Welch große Bedeutung ein Wettkampf im eigenen Land für Athletinnen und Athleten haben kann, war in den vergangenen Tagen deutlich zu spüren. Zahlreiche Fans und Familienangehörige der deutschen Para Radsportler*innen hatten sich beim Weltcup in Elzach im Schwarzwald an der Strecke unter das Publikum gemischt, um das Team zu bejubeln und zu Höchstleistungen zu animieren. Mit Erfolg: Die deutsche Mannschaft schnitt mit 15 Podestplätzen beim zweiten Weltcup der Saison als drittbeste Nation ab.
Seine Euphorie über den Weltcupsieg übermittelte etwa der Berliner Pierre Senska (Startklasse C1) nach dem Straßenrennen: „Damit habe ich so gar nicht gerechnet. Bei dieser doch etwas technischen Zielankunft in Elzach hat sich wirklich dieser Heimvorteil ausgezahlt.“ Im Zeitfahren kürte sich Maximilian Jäger in der T2-Klasse zum Weltcupsieger. Neben ihm sicherten sich auch Handbikerin Annika Zeyen aus Bonn (H3) sowie die Triererin Maike Hausberger (C2) je einen Weltcupsieg und dazu noch einmal Platz zwei – und das trotz schwierigen Terrains.

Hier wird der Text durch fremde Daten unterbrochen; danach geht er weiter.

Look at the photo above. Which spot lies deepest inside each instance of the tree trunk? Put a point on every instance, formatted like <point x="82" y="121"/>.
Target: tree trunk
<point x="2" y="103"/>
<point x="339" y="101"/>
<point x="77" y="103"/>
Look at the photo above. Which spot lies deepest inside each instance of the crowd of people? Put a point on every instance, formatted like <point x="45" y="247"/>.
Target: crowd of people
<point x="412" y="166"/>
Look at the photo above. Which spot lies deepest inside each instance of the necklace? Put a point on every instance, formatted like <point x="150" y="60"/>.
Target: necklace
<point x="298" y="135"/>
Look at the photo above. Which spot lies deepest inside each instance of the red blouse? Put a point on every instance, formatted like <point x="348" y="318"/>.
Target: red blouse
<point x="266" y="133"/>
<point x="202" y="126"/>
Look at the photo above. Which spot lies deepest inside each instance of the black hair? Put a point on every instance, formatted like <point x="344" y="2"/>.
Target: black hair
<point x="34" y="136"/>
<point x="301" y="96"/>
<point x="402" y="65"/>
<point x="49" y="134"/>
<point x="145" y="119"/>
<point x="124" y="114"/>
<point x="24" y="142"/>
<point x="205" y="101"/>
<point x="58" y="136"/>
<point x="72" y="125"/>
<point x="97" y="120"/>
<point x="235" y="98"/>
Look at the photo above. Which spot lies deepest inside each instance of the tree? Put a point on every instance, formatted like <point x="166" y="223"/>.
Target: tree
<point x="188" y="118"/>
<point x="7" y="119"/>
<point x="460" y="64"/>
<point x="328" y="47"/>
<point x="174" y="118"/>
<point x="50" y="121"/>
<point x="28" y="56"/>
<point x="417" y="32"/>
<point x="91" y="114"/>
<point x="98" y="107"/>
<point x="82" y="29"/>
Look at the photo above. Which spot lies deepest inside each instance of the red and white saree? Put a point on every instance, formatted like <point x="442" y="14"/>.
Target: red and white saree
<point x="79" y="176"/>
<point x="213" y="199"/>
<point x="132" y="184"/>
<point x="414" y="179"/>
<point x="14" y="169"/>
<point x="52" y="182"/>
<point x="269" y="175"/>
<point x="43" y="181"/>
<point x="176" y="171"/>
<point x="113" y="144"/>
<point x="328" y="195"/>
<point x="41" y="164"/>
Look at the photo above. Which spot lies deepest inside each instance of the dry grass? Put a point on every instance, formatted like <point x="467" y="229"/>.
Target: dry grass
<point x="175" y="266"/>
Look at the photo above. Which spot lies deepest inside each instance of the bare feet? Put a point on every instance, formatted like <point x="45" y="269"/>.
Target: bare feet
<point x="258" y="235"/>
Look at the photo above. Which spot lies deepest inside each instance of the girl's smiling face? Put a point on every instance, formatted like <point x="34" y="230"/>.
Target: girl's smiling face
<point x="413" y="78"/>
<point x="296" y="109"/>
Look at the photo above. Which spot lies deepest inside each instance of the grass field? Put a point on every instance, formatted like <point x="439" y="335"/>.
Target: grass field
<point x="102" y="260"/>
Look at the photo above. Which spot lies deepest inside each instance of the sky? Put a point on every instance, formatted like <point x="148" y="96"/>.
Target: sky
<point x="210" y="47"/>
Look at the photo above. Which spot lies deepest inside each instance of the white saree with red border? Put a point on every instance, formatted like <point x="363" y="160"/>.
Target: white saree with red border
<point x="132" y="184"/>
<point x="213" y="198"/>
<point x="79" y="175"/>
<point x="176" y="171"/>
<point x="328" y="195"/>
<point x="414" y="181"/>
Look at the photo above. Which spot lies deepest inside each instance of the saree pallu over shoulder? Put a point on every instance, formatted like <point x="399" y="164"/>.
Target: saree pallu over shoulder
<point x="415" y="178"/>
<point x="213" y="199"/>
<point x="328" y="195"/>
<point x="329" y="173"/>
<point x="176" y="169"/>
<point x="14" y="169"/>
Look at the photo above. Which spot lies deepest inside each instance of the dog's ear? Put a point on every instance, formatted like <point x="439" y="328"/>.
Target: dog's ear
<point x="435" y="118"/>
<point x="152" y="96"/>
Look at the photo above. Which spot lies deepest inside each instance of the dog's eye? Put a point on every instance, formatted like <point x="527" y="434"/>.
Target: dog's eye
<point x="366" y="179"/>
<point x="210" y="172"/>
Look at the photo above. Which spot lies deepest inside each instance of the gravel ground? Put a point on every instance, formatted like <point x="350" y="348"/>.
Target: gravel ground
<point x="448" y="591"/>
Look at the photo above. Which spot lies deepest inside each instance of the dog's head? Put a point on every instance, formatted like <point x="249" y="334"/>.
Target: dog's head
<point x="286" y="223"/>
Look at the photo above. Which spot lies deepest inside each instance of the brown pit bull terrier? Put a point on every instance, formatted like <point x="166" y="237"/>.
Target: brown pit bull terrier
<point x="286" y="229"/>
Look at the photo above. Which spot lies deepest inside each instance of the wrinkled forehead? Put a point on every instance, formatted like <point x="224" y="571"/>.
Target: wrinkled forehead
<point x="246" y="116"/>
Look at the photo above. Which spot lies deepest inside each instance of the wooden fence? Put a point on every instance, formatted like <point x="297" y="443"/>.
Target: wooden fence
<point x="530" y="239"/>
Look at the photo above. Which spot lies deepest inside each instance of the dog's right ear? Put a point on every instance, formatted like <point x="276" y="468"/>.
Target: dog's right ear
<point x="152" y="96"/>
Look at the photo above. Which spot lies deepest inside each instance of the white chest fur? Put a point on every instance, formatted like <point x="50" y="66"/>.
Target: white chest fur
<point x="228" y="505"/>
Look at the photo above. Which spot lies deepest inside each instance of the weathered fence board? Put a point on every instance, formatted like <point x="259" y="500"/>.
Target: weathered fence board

Beide Athletinnen, die auch Zimmergenossinnen sind, hatten sich bereits beim Weltcup-Auftakt in Ostende jeweils mit Doppelsiegen im Straßenrennen sowie im Zeitfahren bärenstark präsentiert. „Wir hatten zwei Jahre lang wenige Wettkämpfe, daher war es vor den beiden Weltcups schwierig, die eigene Form im Vergleich zur Konkurrenz einzuordnen“, sagt Maike Hausberger. Doch die jüngsten Leistungen zeigen, dass beide Athletinnen aktuell in ihren Klassen ganz vorne in der Weltspitze mitfahren. Vor allem aber freue sie sich über das Ergebnis im Zeitfahren, sagt Hausberger, die nach einer bergigen Fahrt über mehr als 18 Kilometer die Zweitbeste war. „Ein Podestplatz im Zeitfahren ist für mich besonders wertvoll. Du hast keinen direkten Vergleich, es ist der pure Kampf gegen dich selbst.“ Elzach war für die Triererin der erste Weltcup im eigenen Land. „Die Atmosphäre hat mich richtig gepusht, so habe ich das noch nie erlebt.“ Zum Gelingen des Sportevents haben laut Veranstalter mehr als 330 Ehrenamtler*innen beigetragen, die im Schwarzwald beste Rahmenbedingungen schafften.

Das Gesamtergebnis der deutschen Mannschaft kann sich ebenfalls sehen lassen. Steffen Warias landete in der Klasse C3 gleich zweimal auf Rang zwei und dem erfahrenen Hans-Peter Durst (63) gelang es, bei seiner Abschiedstournee Doppel-Bronze mit dem Dreirad (T2) einzufahren. Dazu wurde Michael Teuber im Zeitfahren Zweiter (C1), während Kerstin Brachtendorf (C5), Andrea Dreock-Käser (T2) sowie Jana Majunke (T2) jeweils einen dritten Platz ergatterten. Im Team Relay der Handbiker glänzten Bernd Jeffré, Annika Zeyen und Vico Merklein für Deutschland – und wurden Dritter hinter Frankreich und Spanien.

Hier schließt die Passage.